Le Poulpe balança ses grands bras, histoire de rappeler à tous son gabarit impressionnant, puis enchaîna en souriant :
- Impeccable, c'est exactement ce qu'il me fallait. Il est où votre local ?
- Au 52, dans l'ancienne imprimerie.
- Merci du tuyau, à ce soir !
Le Poulpe les entendit entrer en grand conciliabule à peine avait-il le dos tourné. Pas difficile d'imaginer ce qu'ils se racontaient : Qui c'est ce keum ? T'es ouf toi, pourquoi tu l'as invité ? Ta gueule, il a l'air clean, etc.
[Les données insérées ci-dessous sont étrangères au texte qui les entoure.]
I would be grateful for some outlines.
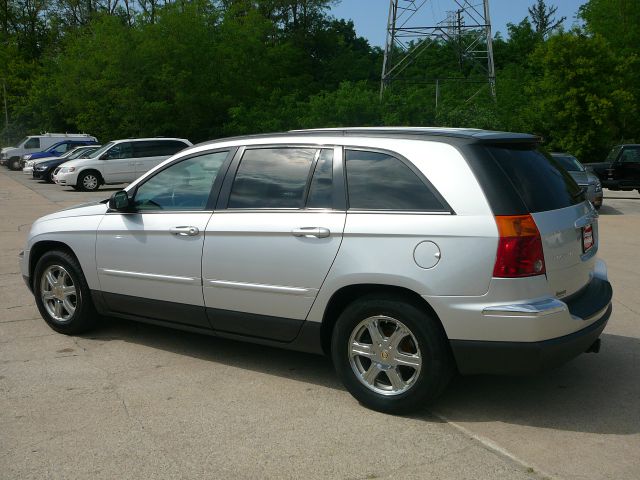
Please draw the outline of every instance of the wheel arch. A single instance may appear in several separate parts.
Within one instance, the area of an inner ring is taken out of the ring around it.
[[[62,250],[64,252],[67,252],[69,255],[75,258],[78,263],[80,263],[78,256],[75,254],[73,249],[64,242],[56,240],[41,240],[34,243],[31,247],[31,250],[29,251],[29,282],[31,283],[32,288],[34,282],[33,273],[36,269],[38,260],[40,260],[45,253],[52,250]]]
[[[438,317],[438,314],[435,312],[429,302],[427,302],[415,291],[406,287],[399,287],[397,285],[359,283],[347,285],[336,290],[333,295],[331,295],[331,298],[327,303],[324,314],[322,316],[322,325],[320,327],[320,342],[322,345],[322,350],[326,355],[328,355],[331,351],[331,335],[333,333],[333,328],[335,327],[336,321],[340,316],[340,313],[342,313],[342,311],[355,300],[365,295],[375,293],[397,296],[399,299],[404,299],[405,301],[408,301],[418,306],[419,308],[426,309],[429,314],[432,315],[436,320],[444,338],[448,339],[447,333],[444,329],[444,326],[442,325],[440,317]]]
[[[76,179],[77,179],[76,180],[76,185],[79,185],[80,177],[82,175],[84,175],[85,173],[95,173],[97,175],[97,177],[98,177],[99,185],[104,185],[105,184],[104,183],[104,177],[102,176],[102,172],[100,170],[98,170],[95,167],[87,167],[87,168],[84,168],[84,169],[82,169],[82,170],[80,170],[78,172],[78,175],[76,176]]]

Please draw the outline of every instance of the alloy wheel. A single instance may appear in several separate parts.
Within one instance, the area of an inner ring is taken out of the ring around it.
[[[40,280],[40,296],[47,313],[58,322],[68,322],[78,307],[78,290],[69,272],[49,266]]]
[[[358,380],[382,395],[409,390],[422,368],[416,337],[400,320],[385,315],[362,320],[349,338],[348,352]]]

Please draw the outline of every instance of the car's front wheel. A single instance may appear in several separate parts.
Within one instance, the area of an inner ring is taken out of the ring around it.
[[[437,319],[417,302],[391,295],[350,304],[334,328],[331,355],[347,390],[365,406],[388,413],[423,408],[454,371]]]
[[[82,172],[76,186],[85,192],[95,192],[100,187],[100,175],[93,171]]]
[[[45,253],[34,270],[33,291],[42,318],[55,331],[74,335],[93,327],[98,314],[78,261],[69,253]]]
[[[13,157],[9,159],[9,170],[20,170],[20,158]]]

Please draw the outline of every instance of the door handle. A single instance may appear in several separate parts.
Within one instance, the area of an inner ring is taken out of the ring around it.
[[[294,237],[316,237],[316,238],[327,238],[331,235],[331,230],[324,227],[300,227],[294,228],[291,230],[291,233]]]
[[[198,227],[171,227],[169,231],[181,237],[194,237],[200,233]]]
[[[144,165],[144,162],[136,162],[136,165]]]

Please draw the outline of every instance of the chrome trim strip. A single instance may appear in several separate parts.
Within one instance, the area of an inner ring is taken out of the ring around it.
[[[244,282],[231,282],[228,280],[210,280],[210,279],[206,279],[206,283],[212,287],[237,288],[240,290],[254,290],[259,292],[284,293],[288,295],[315,296],[318,293],[317,288],[285,287],[282,285],[264,285],[262,283],[244,283]]]
[[[111,275],[114,277],[142,278],[145,280],[158,280],[162,282],[200,283],[199,278],[192,278],[192,277],[159,275],[157,273],[128,272],[126,270],[112,270],[110,268],[100,268],[99,271],[100,273],[103,273],[105,275]]]
[[[486,317],[544,317],[567,310],[566,303],[555,298],[547,298],[531,303],[486,307],[482,310],[482,315]]]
Bon, il avait au moins appris deux choses :
1) il y avait des types bien dans le quartier, qui ne ressemblait pas au coupe-gorge décrit dans les journaux ;
2) la personnalité des disparus restait un mystère, et ça ne serait pas de la petite bière de l'élucider.
Dans la rue, le Poulpe croisa à nouveau la bande de gamins qui tapaient dans le ballon en hurlant. Il n'aimait pas ce genre de méthode mais il sortit un billet de cent balles, se ravisa et en rajouta un deuxième, puis il chopa par le bras un futur José Touré :
- Dis donc, petit, voilà de quoi te payer un maillot du PSG. Tu pourrais me dire à quel numéro de la cité Durel habitaient les deux grands qui sont morts la semaine dernière ?
Le reste de la bande avait déjà parcouru une vingtaine de mètres et le gamin jeta un coup d'œil alterné à ses copains et au mètre quatre-vingt-cinq du Poulpe.
- Le PSG, c'est de la merde, fit-il, je préfère le Red Star.
- Excellent choix. Tu me réponds quand même ?
Le petit black fixa les deux billets perdus dans la grande main du Poulpe puis dit rapidement :
- Facile, ils habitaient au 19, dans la cour de mon immeuble.
- Merci... Tiens, ils sont à toi.
Le gamin se dégagea, prit les billets et fila vite fait retrouver les autres.
En se retournant, Gabriel vit arriver sur lui une splendide black aux yeux verts, l'air à peu près aussi aimable qu'une lionne devant sa proie.
- Qu'est-ce que vous lui vouliez à mon frère ?
- Moi ? Rien, je lui expliquais juste comment faire un petit pont.
- C'est tout ?
- Absolument.
La black le dévisagea de ses magnifiques yeux verts, fit une moue dubitative puis reprit son chemin en appelant son frère.
Question discrétion, le Poulpe avait déjà fait mieux.